Like lots of folks around the country and around the world, I don’t have much expendable income this year. I’m struggling to pay my bills each month. So it was simply not an option for me to do my usual Christmas buying. Admittedly, I generally overspend, buying lots more than is reasonable, but not this year.

Although I don’t have lots of time, I do have lots of yarn. So I’ve been weaving, and weaving, and weaving. And weaving. I did make some other, much quicker presents as well, and several people will be getting a Sticks calendar from Margaret, but mostly I’ll be given my handwoven scarves and throws. Like Janet of Scarf-A-Day, on several days I did weave a scarf as a present. I’d love to show you pictures of them here, but since the recipients are likely to see it, I’m not going to share them with you until after the gifts are given.

rayon-chenille-warpI do have some dear friends that don’t use the internet, however, so I can tell you about their present. I’m making a rayon chenille throw for this lovely couple. Since my Macomber loom is still in the process of being set up, I wanted to weave it on the borrowed Harrisville Designs before I return it.

Because rayon chenille is pretty much always done in tabby, I could do it in doubleweave on my counterbalance loom. But rayon chenille presents its own challenges when weaving. It’s really smooth and silky in a finished piece, leading you to think that the problem would be that it was too slippery to be easy. In fact, the opposite is true. The chenille is very “sticky” with the threads tending to clump together. I think doubleweave would leave me with too many long, unwoven strands of warp or weft that would need to be fixed after the throw came off the loom.

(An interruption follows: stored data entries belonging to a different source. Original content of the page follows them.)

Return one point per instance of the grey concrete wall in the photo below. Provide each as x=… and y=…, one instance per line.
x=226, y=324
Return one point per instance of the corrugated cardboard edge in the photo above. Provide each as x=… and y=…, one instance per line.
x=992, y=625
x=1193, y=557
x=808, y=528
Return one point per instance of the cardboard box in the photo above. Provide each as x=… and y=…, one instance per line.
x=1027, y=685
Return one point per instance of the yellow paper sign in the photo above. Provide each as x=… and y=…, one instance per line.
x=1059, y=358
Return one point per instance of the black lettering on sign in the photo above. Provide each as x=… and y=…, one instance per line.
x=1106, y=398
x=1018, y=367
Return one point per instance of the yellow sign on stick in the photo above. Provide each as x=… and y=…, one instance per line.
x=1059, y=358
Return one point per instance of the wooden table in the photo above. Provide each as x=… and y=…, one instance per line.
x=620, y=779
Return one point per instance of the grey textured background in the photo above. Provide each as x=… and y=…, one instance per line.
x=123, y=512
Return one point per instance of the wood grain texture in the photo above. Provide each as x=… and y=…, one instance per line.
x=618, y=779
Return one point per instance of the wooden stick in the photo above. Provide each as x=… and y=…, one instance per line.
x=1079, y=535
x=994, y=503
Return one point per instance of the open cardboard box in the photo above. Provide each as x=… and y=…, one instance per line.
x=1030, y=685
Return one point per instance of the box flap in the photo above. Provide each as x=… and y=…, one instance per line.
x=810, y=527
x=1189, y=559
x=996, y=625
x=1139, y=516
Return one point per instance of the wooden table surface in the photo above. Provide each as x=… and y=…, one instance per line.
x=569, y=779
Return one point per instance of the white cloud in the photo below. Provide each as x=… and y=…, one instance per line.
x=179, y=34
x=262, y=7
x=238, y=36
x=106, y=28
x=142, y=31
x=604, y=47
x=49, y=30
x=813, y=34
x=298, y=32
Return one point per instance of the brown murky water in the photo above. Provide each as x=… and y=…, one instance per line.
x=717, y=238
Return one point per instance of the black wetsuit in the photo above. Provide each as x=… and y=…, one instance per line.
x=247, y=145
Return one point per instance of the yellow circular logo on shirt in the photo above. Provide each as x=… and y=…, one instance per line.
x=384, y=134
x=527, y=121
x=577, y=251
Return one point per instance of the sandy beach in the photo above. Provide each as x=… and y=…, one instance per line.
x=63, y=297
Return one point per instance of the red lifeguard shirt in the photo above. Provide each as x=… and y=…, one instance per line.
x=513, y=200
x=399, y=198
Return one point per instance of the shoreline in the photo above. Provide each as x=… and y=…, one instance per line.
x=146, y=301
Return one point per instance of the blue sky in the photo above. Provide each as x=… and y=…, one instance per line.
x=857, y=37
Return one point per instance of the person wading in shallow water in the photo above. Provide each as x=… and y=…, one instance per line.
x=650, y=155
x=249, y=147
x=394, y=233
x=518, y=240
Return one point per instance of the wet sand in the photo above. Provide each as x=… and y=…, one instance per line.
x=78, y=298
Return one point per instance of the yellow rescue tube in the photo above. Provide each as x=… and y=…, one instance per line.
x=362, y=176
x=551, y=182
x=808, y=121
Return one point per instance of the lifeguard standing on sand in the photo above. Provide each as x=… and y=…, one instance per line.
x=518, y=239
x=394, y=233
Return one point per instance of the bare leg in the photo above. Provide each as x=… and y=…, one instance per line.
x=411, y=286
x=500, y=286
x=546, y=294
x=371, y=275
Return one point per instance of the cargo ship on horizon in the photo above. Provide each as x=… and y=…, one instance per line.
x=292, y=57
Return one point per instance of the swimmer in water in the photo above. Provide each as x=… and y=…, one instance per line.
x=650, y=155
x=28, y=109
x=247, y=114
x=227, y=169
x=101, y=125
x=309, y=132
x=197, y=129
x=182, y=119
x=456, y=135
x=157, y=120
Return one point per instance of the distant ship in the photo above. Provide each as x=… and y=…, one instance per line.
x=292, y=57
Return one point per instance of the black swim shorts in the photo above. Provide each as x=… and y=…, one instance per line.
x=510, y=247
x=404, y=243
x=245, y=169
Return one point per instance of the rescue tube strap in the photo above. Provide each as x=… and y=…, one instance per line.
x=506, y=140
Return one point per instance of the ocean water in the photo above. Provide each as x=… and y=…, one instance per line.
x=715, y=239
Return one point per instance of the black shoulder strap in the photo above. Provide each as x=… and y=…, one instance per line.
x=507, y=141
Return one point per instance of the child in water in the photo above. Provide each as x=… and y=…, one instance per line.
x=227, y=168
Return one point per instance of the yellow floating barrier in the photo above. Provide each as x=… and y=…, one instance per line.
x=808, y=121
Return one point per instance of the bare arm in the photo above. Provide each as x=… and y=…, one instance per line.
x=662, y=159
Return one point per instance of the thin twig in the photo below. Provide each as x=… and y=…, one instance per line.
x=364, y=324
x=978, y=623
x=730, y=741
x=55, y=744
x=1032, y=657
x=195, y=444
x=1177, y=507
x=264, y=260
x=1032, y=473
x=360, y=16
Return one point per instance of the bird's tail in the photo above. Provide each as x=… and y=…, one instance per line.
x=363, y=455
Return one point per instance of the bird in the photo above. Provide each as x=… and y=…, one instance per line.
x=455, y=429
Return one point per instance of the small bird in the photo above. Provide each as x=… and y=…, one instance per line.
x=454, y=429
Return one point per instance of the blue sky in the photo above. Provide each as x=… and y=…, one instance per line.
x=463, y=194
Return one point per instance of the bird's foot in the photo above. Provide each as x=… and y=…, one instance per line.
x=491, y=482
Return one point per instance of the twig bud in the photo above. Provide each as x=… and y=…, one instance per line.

So the Harrisville Designs seemed the way to go. But wait? Are there enough heddles? To weave 36″ wide at 16 ends per inch, I’d need 576 heddles. The Harrisville has 400. I have extra Texsolv heddles that I’d ordered for my counterbalance and could put on the Harrisville temporarily, but of course, they’re too short. I could temporarily move heddles from the Macomber to the Harrisville, but of course they’re too long.

I’m left with putting the extra heddles on my counterbalance and doing a doubleweave rayon chenille. I’ll get to it as soon as I have the other presents done, since I won’t see these friends till a few days after Christmas. Earlier this week I spent a few hours installing the heddles in preparation.

Today I finished the last present that will be given on Christmas day, woven with a very bulky organic cotton yarn (550 yards per pound). And while I was weaving it, I had a brainstorm. Or maybe it’s a crazy idea. Only time will tell.

What about using two strands of my 1500 yards-per-pound rayon chenille for both warp and weft? Instead of warping at 16 ends per inch, I could safely warp at 9 or 10 ends per inch, and the Harrisville would have plenty of heddles. Plus the finished throw will be thicker than single strands would be, making it warmer for my friends. If it wasn’t already December 19, with my son arriving home in a mere 50 hours, I would have sought the advice of Su Butler, the country’s foremost authority on rayon chenille.

I just finished preparing the warp on my warping board. I’ll start dressing the loom after dinner. I’ll be keeping my fingers crossed the whole time that this wasn’t a totally stupid idea, and that it won’t take me lots more time and energy to make it work. I’ll let you know when it’s done.

I have the rayon chenille warp wound on the back beam. Time consuming, tedious, and now my back aches. I’m going to go take a bath with rosemary epsom salts, then off to bed.